For the different things which it can mean to different people, the metaphorical use of the proper noun “Arun Shourie” was the historian’s take on the ideological extremities of the times. But metaphors can change, while the left, right and centre can remain where they are. And the “metaphor of extremities” did change, almost a decade later. On October 25, 2010, Ramachandra Guha was delivering a lecture, occasioned by the launch of his work, The Makers of Modern India (Penguin, 2010), at India Habitat Centre in Delhi. Responding to a question on Arun Shourie (in context of the the current crop of public intellectuals in India), Guha opted for a decadal reversal of metaphors, as he described Arun Shourie as “The Arundhati Roy of the Right”. Period.

Mr Shourie’s relation with the Left and Right isn’t as mysterious as something written on the newsroom wall of the paper he famously edited in its heydays in the late Seventies and Eighties. And the current Editor-in Chief of The Indian Express, Shekhar Gupta, doesn’t miss an opportunity to mention the “righteous” mystery of this pun: “Left says we (i.e. The Indian Express) are Right, the Right says we are Left. So we must be Right”. Arun Shourie may not fit in that newsroom. His shades of political opinion are more defined in his role beyond the blurred reams of journalistic fence-sitting.

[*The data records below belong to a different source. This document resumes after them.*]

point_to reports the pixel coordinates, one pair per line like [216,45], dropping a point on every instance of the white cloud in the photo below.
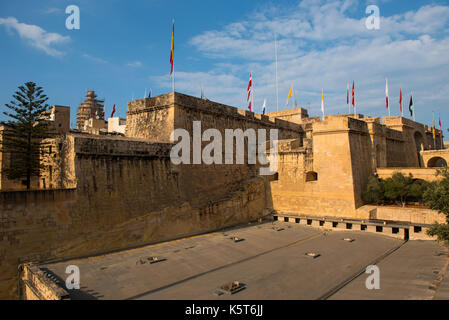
[36,36]
[94,59]
[326,45]
[135,64]
[52,10]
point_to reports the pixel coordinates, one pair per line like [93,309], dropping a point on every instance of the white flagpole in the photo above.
[402,106]
[276,64]
[173,76]
[386,91]
[252,96]
[347,98]
[322,101]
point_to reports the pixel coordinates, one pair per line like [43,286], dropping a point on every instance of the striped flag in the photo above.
[113,111]
[322,101]
[290,93]
[386,91]
[347,94]
[250,83]
[172,48]
[353,97]
[410,106]
[433,125]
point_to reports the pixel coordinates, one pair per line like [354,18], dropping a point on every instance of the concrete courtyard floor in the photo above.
[272,263]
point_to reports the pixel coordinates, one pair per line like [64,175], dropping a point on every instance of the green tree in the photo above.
[374,190]
[436,196]
[24,132]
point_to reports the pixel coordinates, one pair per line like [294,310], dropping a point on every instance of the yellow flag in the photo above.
[290,93]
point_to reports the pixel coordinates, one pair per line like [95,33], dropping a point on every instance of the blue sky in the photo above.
[122,48]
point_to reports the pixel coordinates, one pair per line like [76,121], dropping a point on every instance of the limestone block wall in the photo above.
[126,193]
[332,192]
[155,118]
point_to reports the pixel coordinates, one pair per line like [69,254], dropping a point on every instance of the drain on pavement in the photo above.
[236,239]
[313,255]
[230,288]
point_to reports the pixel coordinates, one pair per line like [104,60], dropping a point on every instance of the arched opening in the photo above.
[419,143]
[436,162]
[378,155]
[311,176]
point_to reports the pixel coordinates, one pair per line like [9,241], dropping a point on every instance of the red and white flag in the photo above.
[386,92]
[250,83]
[347,95]
[353,97]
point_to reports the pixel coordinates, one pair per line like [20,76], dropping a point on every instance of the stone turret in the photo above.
[88,108]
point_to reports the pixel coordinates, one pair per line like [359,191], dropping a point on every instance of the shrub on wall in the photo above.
[397,189]
[436,197]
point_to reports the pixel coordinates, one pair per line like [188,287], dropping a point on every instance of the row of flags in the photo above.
[410,106]
[291,93]
[250,91]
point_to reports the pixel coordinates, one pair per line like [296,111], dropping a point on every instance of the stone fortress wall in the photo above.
[112,193]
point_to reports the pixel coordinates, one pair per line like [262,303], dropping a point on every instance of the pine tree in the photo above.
[24,132]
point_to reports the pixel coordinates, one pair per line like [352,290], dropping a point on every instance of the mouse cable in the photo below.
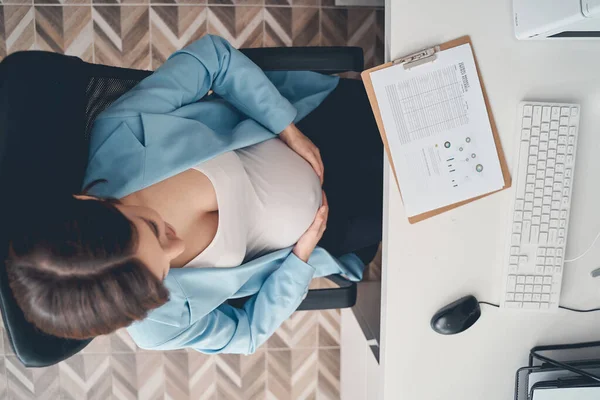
[563,307]
[585,252]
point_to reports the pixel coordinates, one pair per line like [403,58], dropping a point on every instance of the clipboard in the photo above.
[413,61]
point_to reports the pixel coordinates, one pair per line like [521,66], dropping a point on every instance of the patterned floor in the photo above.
[133,33]
[301,361]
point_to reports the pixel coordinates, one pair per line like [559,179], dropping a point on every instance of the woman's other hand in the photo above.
[297,141]
[308,241]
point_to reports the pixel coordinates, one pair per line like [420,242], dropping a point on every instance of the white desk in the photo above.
[432,263]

It wouldn’t be a case of sticking your neck out if you say that Arun Shourie is a divisive figure (even a polarising one) for the political discourse in the country. But his presence in the public life of contemporary India can’t go unnoticed in any imaginable way. Transversing his roles in academics as a World Bank economist and a consultant to the Planning Commission, in journalism as one of the most iconic editors of post-independence India, in politics as one of most intellectually articulate faces of the Right, and in governance as a former Union Minster – he is a distinct entity in the public space. Even people who don’t agree with him on most issues concede that, as political scientist Pratap Bhanu Mehta says: “Shourie is an extraordinary public figure”. (http://www.indianexpress.com/news/in-whose-name-do-we-suffer/818072/3)

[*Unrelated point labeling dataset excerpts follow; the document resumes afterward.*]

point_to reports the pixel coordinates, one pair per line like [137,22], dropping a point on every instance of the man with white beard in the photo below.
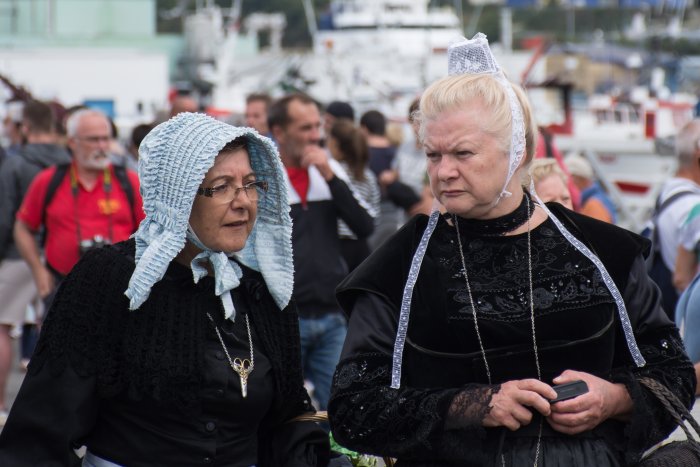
[80,206]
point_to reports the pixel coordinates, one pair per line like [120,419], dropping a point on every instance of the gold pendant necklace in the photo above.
[242,366]
[532,317]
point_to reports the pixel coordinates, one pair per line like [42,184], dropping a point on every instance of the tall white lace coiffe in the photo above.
[474,56]
[173,161]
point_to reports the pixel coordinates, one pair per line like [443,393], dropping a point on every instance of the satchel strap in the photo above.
[675,408]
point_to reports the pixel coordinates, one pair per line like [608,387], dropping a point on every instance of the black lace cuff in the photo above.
[368,416]
[470,406]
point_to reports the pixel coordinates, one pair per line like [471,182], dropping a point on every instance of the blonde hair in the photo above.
[456,92]
[540,169]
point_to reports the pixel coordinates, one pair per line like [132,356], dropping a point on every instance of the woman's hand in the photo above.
[510,406]
[602,401]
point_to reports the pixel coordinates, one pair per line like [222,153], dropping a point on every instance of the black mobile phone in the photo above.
[569,390]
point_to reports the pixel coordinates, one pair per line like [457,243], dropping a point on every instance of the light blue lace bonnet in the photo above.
[173,161]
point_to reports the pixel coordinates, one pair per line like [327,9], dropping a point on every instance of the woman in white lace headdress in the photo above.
[463,322]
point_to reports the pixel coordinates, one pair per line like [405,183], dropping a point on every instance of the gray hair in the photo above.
[74,120]
[688,143]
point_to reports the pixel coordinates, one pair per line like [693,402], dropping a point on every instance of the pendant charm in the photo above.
[243,368]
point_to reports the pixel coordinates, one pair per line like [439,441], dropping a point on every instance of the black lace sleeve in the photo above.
[368,416]
[666,362]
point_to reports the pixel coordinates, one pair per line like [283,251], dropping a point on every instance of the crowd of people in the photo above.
[205,288]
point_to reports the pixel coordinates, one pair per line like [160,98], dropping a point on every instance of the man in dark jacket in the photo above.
[17,288]
[318,195]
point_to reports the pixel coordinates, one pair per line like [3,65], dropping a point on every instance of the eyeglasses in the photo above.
[228,192]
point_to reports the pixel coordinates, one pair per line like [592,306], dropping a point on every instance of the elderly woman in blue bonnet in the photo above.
[461,324]
[179,347]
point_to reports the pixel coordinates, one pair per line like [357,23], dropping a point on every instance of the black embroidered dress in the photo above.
[443,374]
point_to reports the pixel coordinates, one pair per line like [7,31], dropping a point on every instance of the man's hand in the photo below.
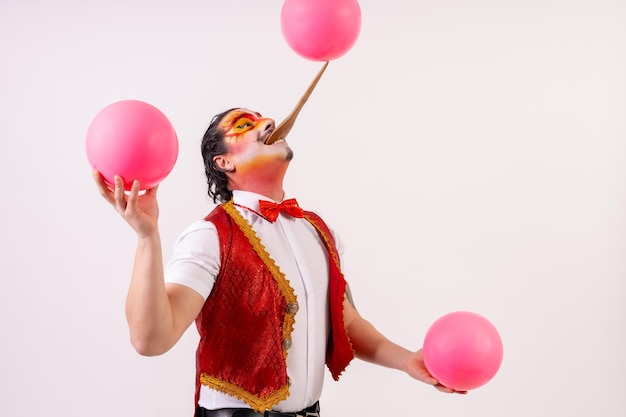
[417,369]
[141,212]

But even outstanding public figures can stand out on the peripheries of public discourse which has its centre defined by the Left liberal consensus. Shourie is an unsettling figure for that consensus. So when he took a critical look at the Ambedkarite legacy in his book Worshipping False Gods, he had set himself up to be distanced from that centre. And when he attacked the monopoly and methods of the Marxist monopoly of the historical narratives found in textbooks, academic discourse and research institutions across the country, in his work Eminent Historians: Their Technology, Their Line, Their Fraud, you had a forerunner of what was to come as “saffronisation of textbooks” during the BJP-led NDA regime (1998-2004). Correcting the alleged (or perceived) “wrongs” of Red historians has been a running theme in Mr Shourie’s intellectual engagement, as it has been in the works of other contemporary ideologues of the Right like Swapan Dasgupta, Chandan Mitra and Kanchan Gupta. And that’s the stuff that could drive you only to the fringes of the settled “sense of history” in the academic narrative of post-independent India. More dangerously, with convenient juggling of “facts”, the peripheries (towards Right or Left) sometimes reflect extremities of worldview, something Guha had cautioned against.

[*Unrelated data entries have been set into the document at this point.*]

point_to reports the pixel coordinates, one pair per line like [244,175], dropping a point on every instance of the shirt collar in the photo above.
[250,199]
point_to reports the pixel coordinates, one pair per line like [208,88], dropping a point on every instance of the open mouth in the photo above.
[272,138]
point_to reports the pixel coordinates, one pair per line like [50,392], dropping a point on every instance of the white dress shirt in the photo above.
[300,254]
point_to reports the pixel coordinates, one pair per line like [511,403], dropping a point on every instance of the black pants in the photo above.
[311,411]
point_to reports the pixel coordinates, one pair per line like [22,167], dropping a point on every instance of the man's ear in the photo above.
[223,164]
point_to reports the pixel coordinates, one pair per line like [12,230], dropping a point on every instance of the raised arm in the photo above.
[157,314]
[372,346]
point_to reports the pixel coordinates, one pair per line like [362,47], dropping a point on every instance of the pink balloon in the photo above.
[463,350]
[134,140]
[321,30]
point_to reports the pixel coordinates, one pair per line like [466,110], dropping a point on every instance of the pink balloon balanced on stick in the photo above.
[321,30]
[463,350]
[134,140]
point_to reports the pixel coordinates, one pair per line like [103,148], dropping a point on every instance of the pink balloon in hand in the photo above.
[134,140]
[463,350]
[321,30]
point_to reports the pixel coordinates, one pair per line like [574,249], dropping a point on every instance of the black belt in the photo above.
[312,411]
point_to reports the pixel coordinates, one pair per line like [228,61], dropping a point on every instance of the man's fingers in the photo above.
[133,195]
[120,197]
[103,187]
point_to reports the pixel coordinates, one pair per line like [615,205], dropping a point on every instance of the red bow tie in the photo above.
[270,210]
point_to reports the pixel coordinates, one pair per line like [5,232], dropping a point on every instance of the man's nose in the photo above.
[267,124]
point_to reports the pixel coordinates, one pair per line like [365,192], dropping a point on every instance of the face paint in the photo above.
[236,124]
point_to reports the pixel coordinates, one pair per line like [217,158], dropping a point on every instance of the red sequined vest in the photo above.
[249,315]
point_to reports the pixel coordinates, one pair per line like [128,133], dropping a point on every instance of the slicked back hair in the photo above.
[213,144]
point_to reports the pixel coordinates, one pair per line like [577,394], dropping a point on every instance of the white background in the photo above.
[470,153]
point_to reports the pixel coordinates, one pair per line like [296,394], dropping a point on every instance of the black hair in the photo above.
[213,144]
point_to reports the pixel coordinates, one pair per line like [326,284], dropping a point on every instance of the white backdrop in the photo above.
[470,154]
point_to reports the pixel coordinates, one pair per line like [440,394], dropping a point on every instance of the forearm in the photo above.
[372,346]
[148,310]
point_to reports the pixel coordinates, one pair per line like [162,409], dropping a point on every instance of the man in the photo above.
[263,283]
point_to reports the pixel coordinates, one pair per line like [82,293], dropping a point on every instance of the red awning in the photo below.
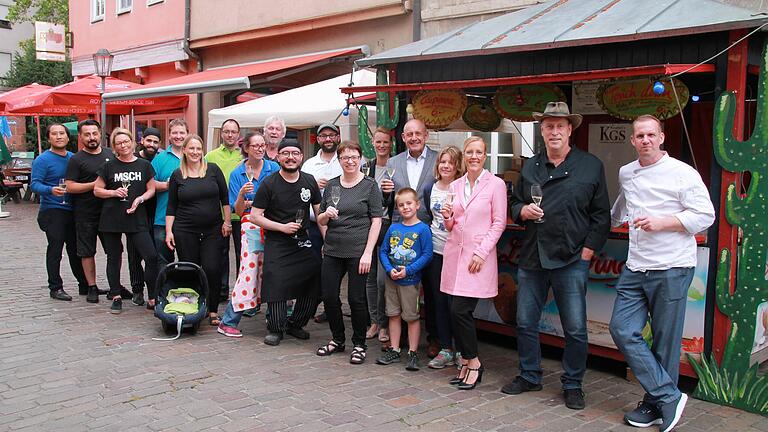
[238,77]
[83,96]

Interestingly, when you have a prolific commentator like Mr Shourie (who has already authored 26 books, along with writing numerous articles for various publications), the engagement with the world doesn’t stop at public issues and “national” history. Mr Shourie’s latest offering Does He Know a Mother’s Heart? (Harper Collins, 2011) is a personal account that seeks to address some fundamental philosophical questions that you always wanted to ask about suffering and its forms. The book glows. The agnostic in Shourie confronts an unquestioning religious society with riddles that glow with his insightful erudition, as well as his personal experiences as a participant in collective suffering as a father. As a reviewer of the work tersely put it: “What makes this book moving is Shourie’s personal account. Despite a sense of unavenged cosmic indignation, the book is suffused with extraordinary tenderness and love. Reading about Shourie’s family coming together to participate in Aditya’s life (Shourie’s son suffering from cerebral palsy); Aditya’s own struggle and receptivity; and the reservoirs of courage that are summoned in the face of great physical and emotional pain are a bracing experience… But there is still no resting place in the redemptive power of love. Aditya’s mother is afflicted with Parkinson’s. ..There is no answering a mother’s cry. But this book still has the extraordinary courage to make most of life”. Listening to Shourie about this work could also provide a few sobering moments of reflection.

The Shourie culture of credible exposé (remembered for AR Antulay’s resignation and sting operations in the early Eighties) faces a credibility crisis after the C-word fiasco in The Indian Express. The party he joined for being a “party with a difference” is today called “party with differences” and the “rightist” course correction he prescribed for India’s historical narratives has no serious takers in contemporary historiography. And to cap it all, Shourie sounds like a measured voice of dissent within a political party (there are people who are surprised he is still in the party). But for the landscape of political debates in the country, Arun Shourie remains a defining contour. The disturbing part is that it has done little to moderate his metaphorical elevation to a polarising figure of political discourse. It would be interesting to see how the coming years would cast the metaphorical uses of a name, “Arun Shourie”. Such are uses of the political vocabulary of our times.